Accountant Ahmad Ibrahim al-Shimi, 41, was one of many who joined the Kifaya march that started at noon in Cairo's main square, then swelled and spread to surrounding streets.

"I've never been in a demonstration before, I've never done anything before. But I'm disgusted. I've had enough," he said.

Turnout among the 32.5 million Egyptians registered to vote was expected to be low because many are deeply alienated from a government they see as accomplishing little, and they are unused to casting ballots or they believe the election will not make a difference.

Many ordinary Egyptians say what they really hope for is change without disruption, crisis or violence, leading to better jobs and more opportunities in the economically stagnant country of 72 million people.

Others seem to genuinely fear change and said they would freely vote for Mubarak, long seen as the nation's father and protector.

"I can't take a risk at a time like this because this is the destiny of a country," said Mohammed Shahat Bilal, 58-year-old welder in Alexandria. "We don't want what happened in Iraq to happen here. We want a stable country."

Nine candidates are running against Mubarak, but only two are considered significant: Ayman Nour of the al-Ghad Party (search) and Noaman Gomaa of the Wafd (search), the oldest opposition party.

Nour, a young, media-savvy candidate whose arrest earlier this year raised international protests, said he hoped elections would be "conducted with transparency. And if this happens it will be a big achievement for Egypt."

Mubarak was among the first to vote, casting his ballot in a school close to the presidential palace, accompanied by his wife and his son, Gamal, a rising politician.

The country's election commission said Wednesday that private groups and observers were welcome to go inside polling stations, despite earlier rulings that only voters, judicial supervisors, election workers and some party representatives could enter.

There were many charges of election fraud.

In Luxor in the south, university student Ahmed Mohammed Ahmed Ali said he was shocked when an employee inside a polling station told him he should vote for Mubarak or no one. Ali said he refused and insisted on voting by himself. He would not say whom he chose.
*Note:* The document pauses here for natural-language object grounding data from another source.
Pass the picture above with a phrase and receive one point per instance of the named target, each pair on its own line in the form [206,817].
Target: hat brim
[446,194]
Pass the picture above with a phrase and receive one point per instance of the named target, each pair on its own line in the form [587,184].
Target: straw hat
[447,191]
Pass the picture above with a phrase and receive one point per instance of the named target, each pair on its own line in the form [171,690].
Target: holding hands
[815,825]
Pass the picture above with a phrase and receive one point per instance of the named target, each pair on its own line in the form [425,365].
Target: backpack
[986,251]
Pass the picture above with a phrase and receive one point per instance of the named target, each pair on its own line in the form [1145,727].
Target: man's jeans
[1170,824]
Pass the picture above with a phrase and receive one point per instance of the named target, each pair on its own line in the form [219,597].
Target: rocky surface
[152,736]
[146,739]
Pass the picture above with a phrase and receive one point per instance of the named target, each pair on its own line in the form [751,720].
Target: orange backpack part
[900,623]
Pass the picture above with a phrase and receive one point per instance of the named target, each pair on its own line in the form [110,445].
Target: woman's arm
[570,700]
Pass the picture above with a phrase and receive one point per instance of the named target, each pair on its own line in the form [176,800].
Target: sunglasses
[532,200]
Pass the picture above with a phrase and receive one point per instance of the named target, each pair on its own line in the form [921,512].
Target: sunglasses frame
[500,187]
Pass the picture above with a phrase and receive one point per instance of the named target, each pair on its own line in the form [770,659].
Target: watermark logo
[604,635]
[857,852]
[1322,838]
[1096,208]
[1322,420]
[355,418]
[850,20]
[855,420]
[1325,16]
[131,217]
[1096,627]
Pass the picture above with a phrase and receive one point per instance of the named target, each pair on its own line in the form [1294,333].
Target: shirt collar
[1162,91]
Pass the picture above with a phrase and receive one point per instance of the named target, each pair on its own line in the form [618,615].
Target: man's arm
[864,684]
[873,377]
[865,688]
Two women interviewed by an AP reporter in the northern city of Alexandria said a ruling-party official had brought them to the polls in a bus and given them voter-registration cards, even though neither had ever registered.

One of them, Sohar Ahmed Ali, 37, wearing a full-length black cloak and veil, said she voted for Nour.

"It is a personal freedom," she said defiantly. "No one looks after the youth."

The other woman, Ammnah Mohammed, 35, said she voted for Mubarak and planned to go collect the food, oil and sugar packet that a ruling-party member had promised her if she voted — a violation of the law.

"What would be the guarantee that anyone else will do anything for us?" she asked.

Elsewhere in Luxor, Wafd Party representative Shaaban Haridi Bakr said he told a judge supervising a polling place that one election employee wrote on a ballot rather than the voter himself. Bakr said the judge yelled at the employee, but Bakr asserted that the employee went back and continued the same fraud.

Judges are supposed to independently monitor the voting, but critics contend that many of them are low-level officials and thus vulnerable to pressure by the ruling party.

Past parliamentary elections have been marred by widespread reports of vote rigging. In a May 25 referendum that set up Wednesday's vote, the official turnout was 54 percent, but judges who supervised the polling stations denied that figure and said the turnout did not exceed 3 percent.

There also have been several instances of police and ruling-party violence against opposition demonstrators this year, including during the May referendum.

Final results were not expected until Saturday.